Exploring gitremote-helpers protocol
When working with Git remotes, the three most common protocols to use are
HTTPS, git and SSH. Git is not limited to just those as there is the ability
to extend this to some other protocol. To do this you write a program
called git-remote-<transport>, where git clone <transport>://... will cause
that program to be used to fetch references and objects from the that
location.
The offical documentation describes the overall process as well as the
details of the protocol. As mentioned above, git will spawn a helper program
to deal with transport that it doesn’t handle. It then sends commands via
standard input and expects results from standard output.
The first command git will issue is the capabilities command which helps
git know what other command it will expect. This list is not complete as some
capabilities implies that one or more commands will be supported.
Basics
Essentially, the minimum set of commands to support are these ones:
list- list referencesfetch- fetch a referencepush- push a reference.option- set an option.
I started out looking at connect and stateless-connect.
The connect command requires a bi-directional connection and is built on top
of receive-pack and upload-pack. The stateless version is marked as
experimental and for internal use only, and uses git’s wire-protocol version 2.
The former one is likely better option if you can control the server side.
Cloning
Running the command:
git clone base://foo/bar
This will invoke:
git-remote-base <remote-name> <remote-url>
Which for the above command will be:
git-remote-base origin base://foo/bar
As origin is the default name for the remote.
Additional the git directory - defined by the environment variable called
GIT_DIR will be set to the <cwd>/bar/.git if you provided the name of the
destination directory so git clone base://foo/bar bar_01 then it would be set
to <cwd>/bar_01/.git.
The messages for performing a clone are as follows:
- capabilities
- option progress true
- option verbosity 1
- object-format true
- list
- option check-connectivity true
- option cloning true
- fetch
Pushing
Running the commands
git remote add base-test base://fs/example
git push base-test main
The remote name will be base-test in this case and remote URL is
base://fs/example.
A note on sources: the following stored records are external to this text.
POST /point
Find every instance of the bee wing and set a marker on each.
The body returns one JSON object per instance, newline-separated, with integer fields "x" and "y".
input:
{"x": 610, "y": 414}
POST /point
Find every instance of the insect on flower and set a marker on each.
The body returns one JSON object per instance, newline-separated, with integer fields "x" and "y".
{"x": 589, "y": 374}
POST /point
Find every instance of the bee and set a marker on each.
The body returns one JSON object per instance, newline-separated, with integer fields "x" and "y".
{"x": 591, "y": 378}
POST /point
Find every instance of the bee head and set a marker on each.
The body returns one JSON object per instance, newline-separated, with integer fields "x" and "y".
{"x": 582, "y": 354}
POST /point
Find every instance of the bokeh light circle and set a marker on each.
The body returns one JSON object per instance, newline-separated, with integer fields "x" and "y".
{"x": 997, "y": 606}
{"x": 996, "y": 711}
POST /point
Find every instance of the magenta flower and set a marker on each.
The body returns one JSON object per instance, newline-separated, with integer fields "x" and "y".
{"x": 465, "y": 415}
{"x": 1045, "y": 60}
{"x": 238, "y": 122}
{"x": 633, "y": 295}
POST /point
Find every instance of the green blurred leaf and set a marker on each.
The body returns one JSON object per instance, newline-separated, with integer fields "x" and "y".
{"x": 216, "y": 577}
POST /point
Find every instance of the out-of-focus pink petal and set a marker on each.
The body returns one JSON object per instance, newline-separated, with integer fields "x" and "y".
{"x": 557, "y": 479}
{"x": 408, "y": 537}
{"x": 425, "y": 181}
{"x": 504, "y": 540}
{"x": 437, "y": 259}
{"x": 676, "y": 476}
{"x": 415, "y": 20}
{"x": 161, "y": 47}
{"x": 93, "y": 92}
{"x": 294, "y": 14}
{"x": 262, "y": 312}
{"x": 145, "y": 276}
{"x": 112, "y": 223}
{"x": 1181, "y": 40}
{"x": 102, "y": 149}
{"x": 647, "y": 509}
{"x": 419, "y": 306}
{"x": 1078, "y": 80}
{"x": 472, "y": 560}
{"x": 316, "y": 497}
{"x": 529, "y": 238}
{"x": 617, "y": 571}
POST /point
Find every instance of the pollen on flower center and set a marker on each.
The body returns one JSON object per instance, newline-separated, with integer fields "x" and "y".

The GIT_DIR environment variable will be the directory
to the git directory for that repository.
The messages for performing a push are as follows:
- capabilities
- option progress true
- option verbosity 1
- option object-format true
- push refs/heads/main:refs/heads/main
Prior Art
Amazon have shared a git remote helper that uses S3 called
git-remote-s3.
Their implementation does not store objects as loose or packs but instead as bundles, when you perform a push they save a bundle of the reference you are pushing and upload the bundle.
Code
The code that corresponds to the generic implementation of the remote helper protocol itself is as follows in my implementation.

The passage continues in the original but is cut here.